Gianluca Grisolia
Ammettiamolo: un po’ tutti, alla cerimonia degli Academy Awards, lo avevano sperato, ma non era per nulla facile battere l’altro colosso in lizza per la statuetta. Eppure The Artist di Michel Hazanavicius ha davvero ottenuto l’ambito e meritatissimo Premio Oscar come miglior film, strappando così la vittoria al (pur) pregevole Hugo Cabret di Martin Scorsese. E, a dirla tutta, è stata una delle assegnazioni più condivisibili mai prese dalla kermesse cinematografica statunitense.
Già quando era giunta da noi, lo scorso dicembre, questa meravigliosa pellicola aveva colpito l’attenzione di critica e pubblico per il suo delicato lirismo.

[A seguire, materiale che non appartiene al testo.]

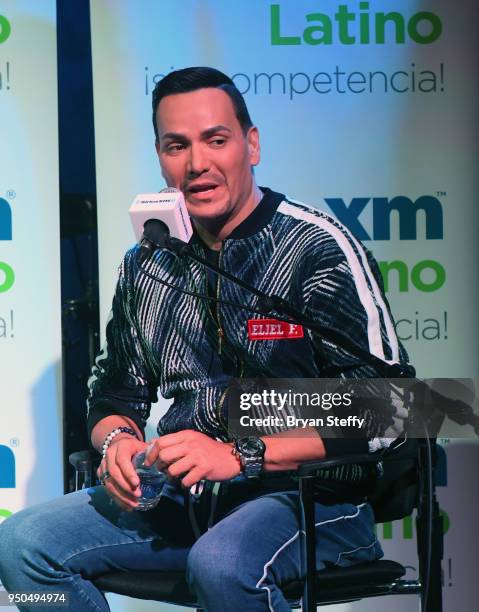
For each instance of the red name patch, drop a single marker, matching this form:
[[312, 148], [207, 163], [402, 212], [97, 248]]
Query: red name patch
[[271, 329]]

La finta biografia dell’attore di punta del cinema muto George Valentin, ritratto nella sua parabola dal successo fino al più deprimente declino professionale (causato dall’avvento inarrestabile del sonoro), per di più alle prese con una storia d’amore tormentata, ha scelto una via originale ed interessantissima, presentandosi agli spettatori anch’essa come un film muto e in bianco e nero, con tanto di dialoghi scritti e montaggio tipicamente anni ’20.
La mimica e la fisicità di Jean Dujardin e del suo fenomenale cane, nonché di tutti i bravissimi attori coinvolti (tra gli altri John Goodman, James Cromwell, Malcolm McDowell e Bérénice Bejo), si mettono egregiamente al servizio di questo piacevole esperimento cinematografico, che riserva anche più di una sorpresa di regia – si pensi, in primis, al sogno “sonoro” del protagonista, splendido paradosso narrativo e stilistico in un contesto come quello scelto per The Artist -.
In definitiva un film splendido e commovente, che ha ben meritato i suoi 5 Academy Award – miglior film, miglior regia, miglior attore protagonista, miglior colonna sonora e migliori costumi – e che si spera possa ora ricevere una maggiore visibilità di quella concessagli fugacemente al cinema un paio di mesi fa.